Dense, compact urban growth is favoured by mid-sized Canadian cities (Building) Canada’s mid-sized cities — those with populations between 50,000 to 500,000 — have long been characterized as low-density, dispersed and decentralized. In these cities, cars dominate, public transit is limited and residents prefer the space and privacy of suburban neighbourhoods. Several mounting issues, ranging from climate change and the housing affordability crisis to the growing infrastructure deficit, are challenging municipalities to rethink this approach. Cities are adopting growth management strategies that promote density and seek to curtail, rather than encourage, urban sprawl. Key to this is intensification, a strategy that prioritizes adding new housing in existing and mature neighbourhoods instead of outward expansion along the city’s edge. City centres are often central to intensification strategies, given the abundance of vacant or underused land. Adding more residents supports downtown revitalization efforts, while simultaneously curbing urban sprawl.
How high is too high for Vancouver’s social housing projects? (Construction Connect) The City of Vancouver is updating its social housing initiative. The purpose is to accelerate the delivery of non-profit-led social and co-operative housing in the city by streamlining the development process. The initiative, which was just released, reflects feedback from the public and stakeholders in late 2024. Planners are recommending that almost one-third of Vancouver be zoned for social housing highrises up to 20 storeys high.

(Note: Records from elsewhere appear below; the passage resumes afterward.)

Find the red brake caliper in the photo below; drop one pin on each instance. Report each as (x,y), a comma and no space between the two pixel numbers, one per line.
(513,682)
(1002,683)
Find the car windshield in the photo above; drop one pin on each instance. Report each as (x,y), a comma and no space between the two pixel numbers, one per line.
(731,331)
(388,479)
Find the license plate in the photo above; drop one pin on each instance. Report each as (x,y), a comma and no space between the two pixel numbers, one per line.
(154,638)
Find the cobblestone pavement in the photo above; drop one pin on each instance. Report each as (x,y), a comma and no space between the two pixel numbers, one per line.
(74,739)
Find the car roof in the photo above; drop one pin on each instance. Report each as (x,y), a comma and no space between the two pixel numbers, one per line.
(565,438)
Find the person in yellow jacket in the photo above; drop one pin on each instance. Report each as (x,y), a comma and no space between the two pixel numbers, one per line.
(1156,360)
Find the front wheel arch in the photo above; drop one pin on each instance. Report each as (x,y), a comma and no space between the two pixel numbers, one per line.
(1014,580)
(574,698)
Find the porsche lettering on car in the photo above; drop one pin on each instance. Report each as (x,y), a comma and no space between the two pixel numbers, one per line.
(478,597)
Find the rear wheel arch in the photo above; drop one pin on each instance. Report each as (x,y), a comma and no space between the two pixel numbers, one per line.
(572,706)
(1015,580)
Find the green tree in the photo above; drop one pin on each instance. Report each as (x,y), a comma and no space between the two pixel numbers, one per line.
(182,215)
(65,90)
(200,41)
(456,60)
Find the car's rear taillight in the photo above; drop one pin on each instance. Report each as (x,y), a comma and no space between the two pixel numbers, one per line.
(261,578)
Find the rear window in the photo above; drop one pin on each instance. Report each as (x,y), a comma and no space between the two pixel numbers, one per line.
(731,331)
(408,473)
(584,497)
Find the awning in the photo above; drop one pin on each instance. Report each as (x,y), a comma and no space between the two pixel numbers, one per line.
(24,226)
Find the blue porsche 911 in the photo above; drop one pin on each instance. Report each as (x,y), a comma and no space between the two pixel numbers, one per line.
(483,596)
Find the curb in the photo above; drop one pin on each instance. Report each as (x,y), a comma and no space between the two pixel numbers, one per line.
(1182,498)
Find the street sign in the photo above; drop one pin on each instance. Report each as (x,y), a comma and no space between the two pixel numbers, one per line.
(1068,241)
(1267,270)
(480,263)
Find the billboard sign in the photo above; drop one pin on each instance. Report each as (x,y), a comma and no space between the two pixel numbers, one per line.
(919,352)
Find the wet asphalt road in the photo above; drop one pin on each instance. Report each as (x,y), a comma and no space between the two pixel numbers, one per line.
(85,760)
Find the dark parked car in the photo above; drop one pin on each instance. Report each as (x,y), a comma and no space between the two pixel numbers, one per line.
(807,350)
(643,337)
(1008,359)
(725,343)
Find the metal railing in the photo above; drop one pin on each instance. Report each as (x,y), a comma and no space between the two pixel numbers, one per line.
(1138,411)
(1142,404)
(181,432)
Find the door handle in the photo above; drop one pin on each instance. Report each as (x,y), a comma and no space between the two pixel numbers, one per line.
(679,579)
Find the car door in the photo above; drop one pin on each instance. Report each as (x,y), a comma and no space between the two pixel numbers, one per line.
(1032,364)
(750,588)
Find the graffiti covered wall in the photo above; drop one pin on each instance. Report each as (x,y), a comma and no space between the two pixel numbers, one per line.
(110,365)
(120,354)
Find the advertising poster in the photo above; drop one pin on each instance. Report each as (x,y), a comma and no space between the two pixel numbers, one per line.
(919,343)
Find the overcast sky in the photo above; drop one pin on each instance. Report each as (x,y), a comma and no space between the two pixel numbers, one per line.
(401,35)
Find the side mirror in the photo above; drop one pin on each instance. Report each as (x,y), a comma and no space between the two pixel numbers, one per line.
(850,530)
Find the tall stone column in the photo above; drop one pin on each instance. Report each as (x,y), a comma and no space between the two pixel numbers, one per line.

That includes large sections of the long-established neighbourhoods of Kitsilano, Marpole, Killarney, Champlain Heights, central Main Street, Point Grey, Dunbar, East Hastings Street and Commercial Drive. The initiative also proposes adding social-housing apartment blocks of up to six storeys in another one-fifth of the city. It would mean automatic approval of at least three types of social-housing highrises: Mixed-income, co-operative housing and supportive housing, where onsite services are provided to marginalized people. Eligible projects would still need to get a development permit, which includes, in most cases, notifying surrounding properties and neighbourhood groups and collecting public comments on the proposal.




"Toronto doesn’t just need more homes; it needs better homes" - I completely agree, having lived in a courtyard block in Amsterdam several years ago. Thank you for amplifying this message, Ian! It's incredibly important.
One additional factor to consider to increase feasibility: fast-track approvals for mid-rise of all types, especially courtyard blocks. The current approvals process requires these projects to undergo the same level of scrutiny as a 60 storey tower. Paired with features such as single stair, fast-track approvals would deliver the efficiency + certainty that developers need to make this typology a reality.